ギターの練習をしているから、こやまのギターを見ていた。めちゃくちゃ上手い。ふざけているのに、上手すぎる。僕はギターがほとんど弾けないから、嫉妬する。2曲目の「Tank-top of the world」からウキウキした。知っている曲で盛り上がれると幸せだ。2階席も立たないといけない。大変だ。アリーナだけでいいだろ。隣の席のお姉さんはみんなの倍のテンポでヘドバンしていた。死ぬぞ。
ありぼぼちゃんがかわいかった。びっくりするほどかわいかった。あんなにニコニコしながら歌っている人は初めてだった。安室ちゃんを見ている時と同じ気持ちになった。抱きしめたい。そして歌が上手い。なんだあの声は。近くにいたら好きになるんだろうなと確信した。
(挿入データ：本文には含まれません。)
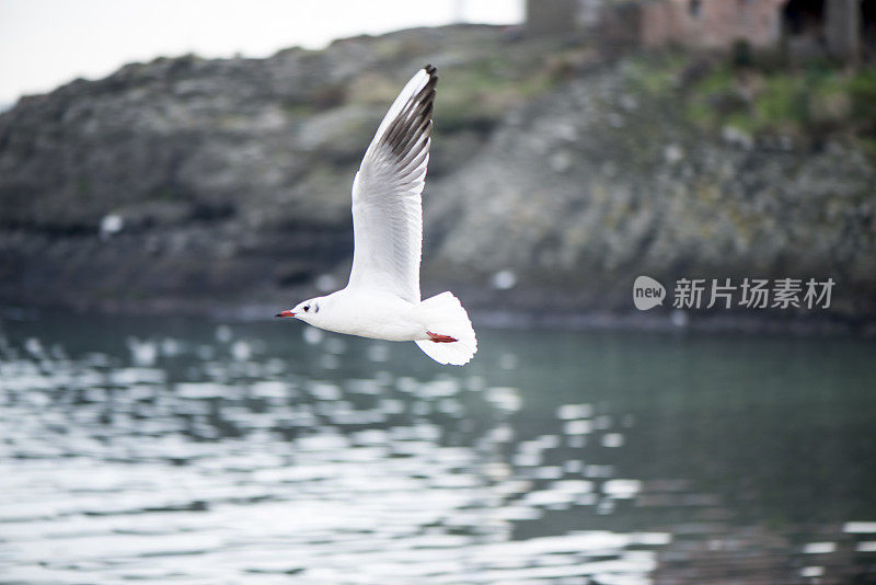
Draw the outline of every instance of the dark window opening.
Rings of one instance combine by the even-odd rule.
[[[782,11],[784,32],[789,36],[822,35],[825,0],[791,0]]]

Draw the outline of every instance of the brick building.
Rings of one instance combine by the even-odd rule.
[[[876,54],[876,0],[528,0],[533,34],[598,31],[616,45],[785,46],[855,60]]]

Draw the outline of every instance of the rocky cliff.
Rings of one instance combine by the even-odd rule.
[[[639,58],[485,26],[158,59],[21,100],[0,114],[0,301],[283,305],[343,286],[353,175],[425,62],[441,81],[424,292],[629,312],[638,274],[812,276],[838,282],[822,314],[876,316],[860,141],[710,131],[673,89],[690,66],[664,87]]]

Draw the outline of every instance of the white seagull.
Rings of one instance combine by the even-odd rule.
[[[346,288],[277,317],[376,340],[412,341],[440,364],[477,351],[465,309],[451,292],[419,296],[423,186],[429,162],[435,67],[416,72],[390,106],[353,180],[353,269]]]

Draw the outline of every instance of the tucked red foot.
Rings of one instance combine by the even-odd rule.
[[[433,333],[431,331],[427,331],[426,334],[435,343],[453,343],[454,341],[459,341],[458,339],[451,337],[450,335],[438,335],[437,333]]]

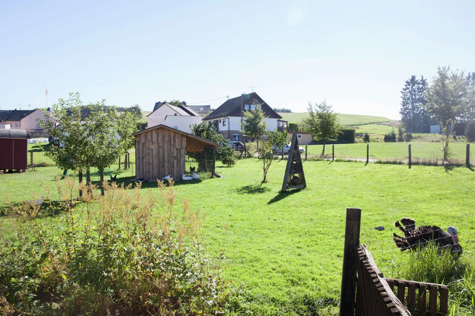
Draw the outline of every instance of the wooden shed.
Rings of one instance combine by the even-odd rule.
[[[219,144],[162,124],[133,135],[137,177],[154,181],[170,175],[180,180],[190,170],[202,178],[214,173],[214,149]]]

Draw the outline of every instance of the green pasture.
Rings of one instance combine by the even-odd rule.
[[[407,160],[409,155],[407,142],[396,143],[370,143],[370,159],[382,160]],[[365,143],[358,144],[338,144],[335,145],[335,158],[366,158],[366,146]],[[442,151],[439,149],[440,143],[437,142],[412,142],[411,143],[411,158],[416,160],[441,160]],[[453,143],[450,147],[456,153],[451,160],[458,162],[465,162],[466,144],[465,143]],[[308,145],[307,158],[319,157],[322,154],[323,145]],[[325,155],[327,158],[332,157],[332,145],[325,147]],[[470,160],[475,164],[475,146],[470,146]]]
[[[365,148],[356,145],[349,146]],[[320,148],[309,148],[311,152]],[[228,314],[337,315],[347,207],[362,209],[361,241],[387,276],[406,255],[391,236],[394,221],[402,217],[456,226],[462,258],[472,260],[475,217],[453,217],[474,213],[475,173],[468,168],[309,160],[304,163],[307,188],[281,193],[285,164],[275,161],[264,184],[261,162],[255,158],[231,167],[218,163],[223,178],[175,184],[179,198],[206,215],[211,257],[224,250],[220,267],[230,281]],[[117,172],[119,182],[130,178],[130,171],[116,169],[106,174]],[[42,195],[42,183],[54,192],[54,177],[61,171],[49,167],[0,175],[0,192],[14,203]],[[142,188],[157,190],[154,182]],[[374,229],[380,226],[386,229]]]
[[[350,126],[348,128],[354,129],[357,133],[368,133],[370,134],[387,134],[390,132],[393,128],[381,124],[366,124],[364,125]],[[395,131],[397,131],[395,129]]]
[[[308,113],[279,113],[282,119],[289,122],[300,122],[302,119],[308,116]],[[382,116],[358,115],[356,114],[338,114],[340,123],[342,125],[356,126],[381,122],[389,122],[390,120]]]

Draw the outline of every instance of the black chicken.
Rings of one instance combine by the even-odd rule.
[[[447,233],[437,226],[416,227],[413,219],[401,218],[400,220],[404,227],[397,221],[394,223],[394,226],[404,234],[404,237],[401,237],[394,232],[392,236],[394,243],[401,248],[401,251],[406,250],[417,251],[433,242],[439,249],[448,249],[456,255],[462,254],[462,247],[458,243],[458,233],[454,226],[447,228]]]

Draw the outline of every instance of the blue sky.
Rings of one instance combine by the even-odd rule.
[[[146,111],[254,85],[274,107],[326,99],[398,119],[411,74],[475,71],[474,12],[473,0],[3,1],[0,108],[44,107],[45,86],[49,105],[78,91]]]

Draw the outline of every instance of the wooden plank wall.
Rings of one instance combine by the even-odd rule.
[[[163,128],[135,136],[135,174],[155,181],[170,175],[176,180],[185,173],[187,137]]]

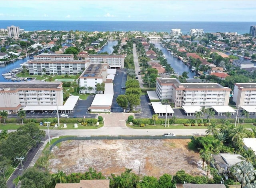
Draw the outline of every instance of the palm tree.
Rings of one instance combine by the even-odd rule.
[[[58,170],[57,174],[52,175],[52,178],[55,180],[55,183],[63,183],[66,181],[67,177],[62,170]]]
[[[244,118],[246,117],[246,118],[249,118],[249,112],[244,110],[241,113],[241,115],[242,117],[244,116],[244,119],[243,120],[243,124],[244,124]]]
[[[92,91],[92,90],[93,89],[93,87],[92,87],[91,86],[89,86],[87,88],[87,90],[89,90],[90,94],[91,94],[91,92]]]
[[[240,126],[237,128],[234,128],[230,131],[229,137],[231,140],[237,144],[242,142],[243,138],[247,136],[245,130],[242,126]]]
[[[19,110],[18,112],[18,118],[21,118],[21,122],[23,124],[23,118],[26,117],[26,111],[24,110]]]
[[[4,118],[4,124],[5,124],[5,119],[7,118],[7,116],[8,116],[8,112],[7,111],[3,110],[2,112],[0,112],[0,116]]]
[[[202,116],[202,112],[201,111],[196,111],[196,113],[195,113],[195,116],[196,116],[196,123],[197,123],[197,119],[200,118]]]
[[[226,115],[227,116],[227,117],[226,118],[226,121],[227,120],[227,119],[228,119],[228,118],[230,118],[230,117],[231,117],[231,113],[228,112],[225,112],[225,115]]]
[[[256,170],[250,162],[246,161],[238,162],[233,169],[233,174],[241,183],[241,188],[243,188],[243,185],[250,183],[255,178],[254,175],[256,174]]]
[[[174,125],[175,123],[175,121],[177,119],[177,118],[175,116],[174,116],[172,118],[172,125]]]
[[[158,119],[158,114],[156,114],[152,116],[152,119],[154,120],[154,124],[156,124],[156,120]]]
[[[1,138],[5,139],[8,136],[8,131],[7,130],[2,130],[0,132],[0,140]]]
[[[207,116],[207,118],[209,119],[209,122],[208,123],[210,123],[210,119],[211,118],[214,118],[214,115],[215,115],[215,112],[214,110],[208,110],[207,112],[207,114],[208,114],[208,116]]]
[[[218,134],[218,130],[217,129],[217,124],[215,122],[212,122],[210,125],[208,126],[208,128],[205,131],[206,134],[211,134],[212,136],[214,136]]]
[[[200,110],[201,113],[202,114],[202,123],[203,123],[204,122],[204,113],[206,112],[206,109],[204,107],[203,107]]]

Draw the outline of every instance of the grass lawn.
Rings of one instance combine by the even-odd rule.
[[[61,121],[61,119],[60,120]],[[37,124],[39,125],[39,123]],[[58,124],[56,123],[56,124]],[[22,125],[21,124],[12,124],[12,123],[8,123],[6,124],[6,125],[4,125],[3,124],[0,124],[0,130],[16,130],[18,129],[19,127],[20,127]],[[64,124],[60,123],[60,127],[57,128],[54,128],[54,127],[50,126],[49,128],[49,129],[96,129],[100,127],[102,127],[103,126],[103,124],[100,124],[100,125],[97,126],[83,126],[80,123],[78,123],[78,128],[75,128],[74,127],[74,123],[68,123],[67,124],[67,128],[64,128],[63,127],[64,126]],[[40,129],[47,129],[47,126],[39,126],[39,128]]]

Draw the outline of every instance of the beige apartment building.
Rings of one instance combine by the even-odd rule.
[[[158,78],[156,92],[160,100],[183,106],[228,106],[231,89],[216,83],[180,83],[176,78]]]
[[[63,105],[62,82],[0,82],[0,110],[15,113],[27,106]]]
[[[233,101],[237,107],[256,106],[256,83],[235,83]]]

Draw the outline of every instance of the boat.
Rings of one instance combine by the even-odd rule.
[[[2,74],[2,76],[11,76],[12,75],[12,73],[10,72],[6,72],[6,73]]]
[[[7,79],[11,79],[12,78],[12,76],[4,76],[4,78]]]

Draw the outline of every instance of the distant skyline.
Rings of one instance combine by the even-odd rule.
[[[254,0],[1,0],[0,20],[255,22]]]

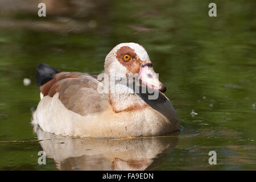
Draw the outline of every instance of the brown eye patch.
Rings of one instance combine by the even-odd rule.
[[[129,55],[124,55],[123,59],[125,61],[129,61],[131,59],[131,56]]]
[[[134,50],[130,47],[121,47],[117,51],[116,57],[118,61],[126,68],[129,73],[139,72],[142,61],[138,57]]]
メンバーの家族が出てきて、コラボしていた。あまり楽しくはなかったが、親孝行だ。ありぼぼちゃんのパパが三味線かなにかを弾いていたが、こやまと向かい合って目を合わせていたのが微笑ましかった。ちなみに僕はこれをMIYAVI弾きと呼んでいる。関学かどっかの教授だったよね。
MCがあって、こやまが神妙な顔で話し出した。大切な人との別れの経験の話だった。ずっとふざけているバンドがこんな話をすることもあるのかとびっくりした。表現が正しいかはわからないが、心を揺さぶるような、素敵な話だった。誰にもいなくなってほしくないと語っていた。予備校の授業で、小説は作者が伝えたいメッセージを物語形式で伝えたものだと学んだ。大学の授業と萩尾望都から、マンガも作者がテーマを持っているのだと知った。やばちが、ふざけたようなバンドも、音楽を通して何かを伝えようとしていることを教えてくれた。音楽をする責任について考える。誰にも聞いてもらえない音楽だが、それでも楽曲のメッセージを伝える責任がある。
次の曲、「寿命で死ぬまで」で感動した。ヘドバン姉さんも感動していた。ありぼぼちゃんも泣いていた気がする。リンク先のインタビューにもあるが、直接にメッセージを伝えた歌で、「あなたが居ないと寂しいけど 音楽の力はまじで凄いから」という歌詞が響いた。音を届けるバンドマンとしてのプライドを強く感じた。
アンコールの後、メンバーが一言ずつ話していた。ありぼぼちゃんは、「コロナ禍でライブハウスは厳しい状況が続いているが、私たちがライブハウスを守っていきます」と力強く語っていた。ライブハウスで育ったバンドとして、武道館でライブをするようになっても、原点を大切にしている姿に感動した。客の少ないライブハウスで全力でパフォーマンスしているバンドマンたちを思うと、音楽ファンである僕も、ライブハウスを守る手伝いをしなければならないと感じた。
こやま君は、これまで音楽番組で曲を演奏することはなかったが、解禁するかもしれない、と語っていた。少しずつ自分たちの勢いがなくなってきていると自覚していることを寂しく思い、またぜひ紅白出場の夢を叶えてほしいと思った。
とっても楽しかったので、また行きたいです。